We finish the proof of the lemma using a case distinction on the size of \(T_3\). By Claim 3, \(T_2\) contains no more than three jobs. Moreover, \(\lceil 12(2-c)\rceil = 3\), which is a quantity used in Claim 5.

  • \(|T_3|=0\): Then by Claim 2 is suffices to remove \(T_2\) and the last job of \(T_1\) assigned to \(M_j\).

  • \(|T_3|= 1\): We may assume that the only job \(J_l\in T_3\) has a processing time of at least 1 / 6L since otherwise by Claim 8 no job has to be removed. Moreover, we may assume that \(|T_2|=3\) since otherwise, by Claim 2 it suffices to remove \(T_2\cup T_3\) and the last job of \(T_1\) assigned to \(M_j\). If all the jobs of \(T_2\) have a processing time of at least 1 / 6L, then Claim 5 ensures that it suffices to remove \(T_2\cup T_3\). If one job in \(T_2\) has a processing time of at most 1 / 6L, then Claim 9 ensures that it suffices to remove the other two jobs of \(T_2\) and \(T_3\).

  • \(|T_3|= 2\): We assume that both jobs in \(T_3\) have a processing time of at least 1 / 6L since otherwise, by Claim 8, we can just remove one job of \(T_3\) and \(T_2\). If \(|T_2|=1\), then by Claim 2 it suffices to remove \(T_2\cup T_3\) and the last job of \(T_1\) assigned to \(M_j\). It remains to consider the case \(|T_2|\ge 2\). If none of the jobs in \(T_2\) has a processing time smaller than 1 / 6L, then Claim 5 applies. If one of the jobs has a processing time smaller than 1 / 6L, then Claim 9 applies and it suffices to remove the at most two other jobs of \(T_2\) and the jobs of \(T_3\).

  • \(|T_3|= 3\): Again we assume that all jobs in \(T_3\) have a processing time of at least 1 / 6L since otherwise the desired statement follows from Claim 8. Moreover, we assume \(|T_2|>0\); otherwise we can apply again Claim 2. If there is one job in \(T_2\) having a processing time of at least 1 / 6L, the desired number of job removals follows from Claim 5. If this is not the case, then Claim 9 ensures that it suffices to remove the last job of \(T_2\) assigned to \(M_j\) as well as \(T_3\).

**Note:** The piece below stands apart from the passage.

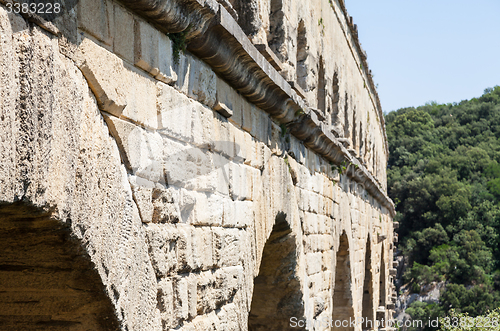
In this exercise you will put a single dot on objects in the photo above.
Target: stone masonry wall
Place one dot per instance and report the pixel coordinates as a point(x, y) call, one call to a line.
point(199, 208)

  • \(|T_3|\ge 4\): If four jobs in \(T_3\) have a processing time of at least 1 / 6L, then by Claim 5 it is sufficient to remove these four jobs. If at most three jobs have a processing time of at least 1 / 6L, then let \(J_l\in T_3\) be last jobs assigned to \(M_j\) having a processing time smaller than 1 / 6L. By Claim 8 it suffices to remove the jobs of \(T_3\) subsequently assigned to \(M_j\), and there exist at most three of these.

This concludes the proof. \(\square \)

Recall that ALG(1.75) migrates \(\lceil m/2\rceil \) jobs from machines in B. Hence, using the above Lemma 12, we obtain that the total number of migrations is at most \(4\lfloor m/2\rfloor + \lceil m/2\rceil \le 2.5m\). Combined with Theorem 3, this finishes the proof of Theorem 5.